Bobby Jacob, MD1, Shivani Trivedi, DO2, Vikas S. Sethi, DO3, Suhail Kayyali, DO4, Meir Mizrahi, MD4 1HCA Florida Largo Hospital, Largo, FL; 2Largo HCA Healthcare, Clearwater, FL; 3Largo Medical Center, Clearwater, FL; 4Largo Medical Center, Largo, FL
Introduction: Endoscopic management plays a crucial role in the treatment of anastomotic marginal gastric ulcer perforation, offering several benefits compared to traditional surgical interventions. The use of endoscopy allows for direct visualization of the ulcer site, facilitating accurate assessment of the perforation extent and characteristics. We describe a case involving a significant gastric wall defect resulting from a perforated anastomotic marginal ulcer, which was successfully managed using a distinctive endoscopic suturing technique.

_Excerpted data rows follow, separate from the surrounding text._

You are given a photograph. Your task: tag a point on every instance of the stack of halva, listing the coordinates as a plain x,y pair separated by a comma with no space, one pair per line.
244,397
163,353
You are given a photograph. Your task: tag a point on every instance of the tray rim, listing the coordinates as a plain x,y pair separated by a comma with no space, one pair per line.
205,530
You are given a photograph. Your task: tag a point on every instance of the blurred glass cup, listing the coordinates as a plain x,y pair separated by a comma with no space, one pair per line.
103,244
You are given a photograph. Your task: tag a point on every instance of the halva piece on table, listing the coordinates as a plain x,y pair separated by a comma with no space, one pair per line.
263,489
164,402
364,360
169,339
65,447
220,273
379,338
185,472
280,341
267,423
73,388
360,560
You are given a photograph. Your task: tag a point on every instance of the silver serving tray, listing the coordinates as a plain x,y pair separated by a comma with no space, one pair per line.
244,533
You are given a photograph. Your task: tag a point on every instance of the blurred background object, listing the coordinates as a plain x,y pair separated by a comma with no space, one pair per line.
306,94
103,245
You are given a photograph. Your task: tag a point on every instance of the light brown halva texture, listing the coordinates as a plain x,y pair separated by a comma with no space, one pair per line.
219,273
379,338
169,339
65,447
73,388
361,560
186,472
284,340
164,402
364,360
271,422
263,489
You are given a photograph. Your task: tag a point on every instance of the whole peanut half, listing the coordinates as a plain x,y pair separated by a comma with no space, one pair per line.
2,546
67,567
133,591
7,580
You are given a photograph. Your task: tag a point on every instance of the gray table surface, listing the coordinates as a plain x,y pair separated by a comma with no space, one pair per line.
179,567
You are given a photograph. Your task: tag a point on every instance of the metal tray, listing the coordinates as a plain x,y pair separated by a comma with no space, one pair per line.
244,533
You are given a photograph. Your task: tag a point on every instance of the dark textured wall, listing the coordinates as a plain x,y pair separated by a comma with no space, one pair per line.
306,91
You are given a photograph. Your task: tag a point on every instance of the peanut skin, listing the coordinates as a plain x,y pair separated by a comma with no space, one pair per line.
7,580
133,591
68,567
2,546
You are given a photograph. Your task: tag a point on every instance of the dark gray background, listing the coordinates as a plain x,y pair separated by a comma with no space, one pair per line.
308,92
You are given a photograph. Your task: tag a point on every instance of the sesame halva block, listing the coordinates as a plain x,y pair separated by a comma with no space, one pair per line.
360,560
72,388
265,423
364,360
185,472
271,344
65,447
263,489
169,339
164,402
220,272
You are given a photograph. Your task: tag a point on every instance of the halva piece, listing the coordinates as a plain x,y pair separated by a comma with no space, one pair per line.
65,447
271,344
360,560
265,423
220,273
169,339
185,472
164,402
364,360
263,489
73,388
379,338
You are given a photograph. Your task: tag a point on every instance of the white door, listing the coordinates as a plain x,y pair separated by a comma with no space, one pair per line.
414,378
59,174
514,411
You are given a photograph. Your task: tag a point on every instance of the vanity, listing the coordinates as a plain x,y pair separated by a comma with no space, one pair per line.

Case Description/Methods: A 65-year-old Caucasian female with a complex medical history, including signet ring cell gastric cancer status post near total gastrectomy, and a recent sigmoid cancer diagnosis, underwent left hemicolectomy two weeks prior. The patient presented with fevers, and CT imaging revealed a pelvic abscess. An exploratory laparotomy confirmed an anastomotic leak, leading to partial colectomy, colostomy creation, and washout. The hospital course was further complicated by a perforated marginal gastroenteric anastomotic ulcer, resulting in a large defect in the anterior stomach. Following multidisciplinary consultation, the decision was made to explore endoscopic treatment options. Diagnostic endoscopy identified a large gastric wall defect near the gastrojejunostomy (GJ) anastomosis. Over the wire guided placement of an esophageal dilatation balloon across the GJ lumen was performed under endoscopic and fluoroscopic imaging. Subsequently, the balloon was inflated to 18mm to maintain patency of the GJ limb during endoscopic suturing. Two sutures were successfully placed to close the mucosal defect, and contrast injection confirmed satisfactory closure with no extravasation on fluoroscopy.
Discussion: Endoscopic interventions are valuable for both diagnosis and treatment of gastric perforation. This enables precise placement of clips or sutures to achieve effective closure, reducing the risk of persistent leakage and complications such as peritonitis or abscess formation. Adjunctive procedures like endoscopic vacuum therapy or stent insertion can be combined with endoscopic techniques to optimize outcomes in complex cases. However, large or complex perforations, extensive contamination, or necrosis may require surgical intervention and endoscopic management. Close collaboration between endoscopists and surgeons is crucial to determine the most suitable approach for each case.
Figure: Image A: Gastric wall perforation adjacent to the anastomotic site. Image B: Endoscopic suturing of gastric wall defect with a dilated 18mm esophageal balloon to maintain patency and prevent inadvertent suturing of the alimentary limb. Image C and D: Status post endoscopic closure of the gastric wall defect.
Disclosures:
Bobby Jacob indicated no relevant financial relationships.
Shivani Trivedi indicated no relevant financial relationships.
Vikas Sethi indicated no relevant financial relationships.
Suhail Kayyali indicated no relevant financial relationships.
Meir Mizrahi: Boston Scientific – Consultant. COOK medical – Consultant. Fujifilm – Consultant. Medtronic – Consultant.
Bobby Jacob, MD1, Shivani Trivedi, DO2, Vikas S. Sethi, DO3, Suhail Kayyali, DO4, Meir Mizrahi, MD4. P0896 - Endoscopic Management of a Large Gastric Wall Defect Due to Anastomotic Marginal Ulcer Perforation, ACG 2023 Annual Scientific Meeting Abstracts. Vancouver, BC, Canada: American College of Gastroenterology.